I was afraid of this… it seemed too good to be true that the script would put the epub back together the proper way. ePub has very strict rules for how it needs to be zipped up. That’s why Colin and Gabriel and folks were using Springy (on the Mac) to edit them without unzipping at all. Gabriel P. talks about other options for proper zipping on the Mac (using Terminal) in his InDesign Magazine article (which was reprinted on creativepro.com). Notably, the mime file has to go first!
FWIW, before I mentioned these scripts to anyone, I tried and was able to edit content in the epub, use the script to zip it back up and view it in Digital Editions without a problem. I don’t have time to do any more research right now, but perhaps the script could be enhanced to overcome the validation errors.
@Ira visit my site for more information to solve your problemLength of first filename in archive must be 8, but was 9?
hope my site post will help your problem out.
Mike, you are the man! I have been cursing editors for months for embedding their images in word files. This made my day :)
i’m desperately looking for some scripts like the ones you posted here. I thought I succeeded, but…
obviously the scripts work only on PowerPC… :(
You haven’t – by any chance – “updated” your scripts for Intel? Or have some other source for similar scripts?
I’d appreciate it very much. :)
@Eric: PowerPC?! Huh?
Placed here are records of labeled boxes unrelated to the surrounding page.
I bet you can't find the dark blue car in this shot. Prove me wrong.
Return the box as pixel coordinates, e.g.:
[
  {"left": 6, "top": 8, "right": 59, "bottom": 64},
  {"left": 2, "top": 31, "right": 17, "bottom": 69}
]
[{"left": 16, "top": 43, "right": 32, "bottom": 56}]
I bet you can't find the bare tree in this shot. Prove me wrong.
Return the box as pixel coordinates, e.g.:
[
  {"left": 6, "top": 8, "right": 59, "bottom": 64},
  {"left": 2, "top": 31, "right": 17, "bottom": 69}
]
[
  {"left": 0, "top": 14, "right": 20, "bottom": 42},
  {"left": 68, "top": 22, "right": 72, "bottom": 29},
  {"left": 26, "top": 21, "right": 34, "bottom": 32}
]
I’ve used these scripts on a Mac Intel macbook pro with no problem. Maybe it’s an OS problem?
I used the Drag & Drop IDML app in 2011 and it was a lifesaver. I was certainly on OSX, probably 10.6.
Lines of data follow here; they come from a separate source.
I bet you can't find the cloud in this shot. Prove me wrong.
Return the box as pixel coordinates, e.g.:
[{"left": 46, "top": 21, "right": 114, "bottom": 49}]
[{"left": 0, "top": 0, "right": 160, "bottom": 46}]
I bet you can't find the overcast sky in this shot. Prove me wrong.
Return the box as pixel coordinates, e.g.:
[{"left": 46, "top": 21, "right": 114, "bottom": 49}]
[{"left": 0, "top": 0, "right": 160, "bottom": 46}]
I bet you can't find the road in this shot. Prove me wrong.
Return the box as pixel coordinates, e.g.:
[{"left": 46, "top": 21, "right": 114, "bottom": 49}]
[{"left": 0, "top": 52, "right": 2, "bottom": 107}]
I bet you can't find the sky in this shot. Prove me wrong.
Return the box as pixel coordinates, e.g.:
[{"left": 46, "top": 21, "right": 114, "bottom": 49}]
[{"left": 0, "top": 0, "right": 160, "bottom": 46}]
I haven’t had to use it again until today. I’m now on OSX 10.7. When I dropped an IDML file on it I got the message that Power PC apps are not supported. That’s obviously wrong, but it looks like the app doesn’t work with OSX 10.7 (and probably higher). When I look at the icon for the script, it is overlaid with the circle with a line through it (the “not allowed” symbol, or whatever it’s called).
So, I’m stuck, since I’m on 10.7 at work and 10.10 at home. I clicked on Mike Rankin’s name, but it tries to find his website and I get a “Server can’t find” error.
Is there a working version of this for El Capitan/Yosemite?
It doesn’t work anymore in these newer versions of the OS.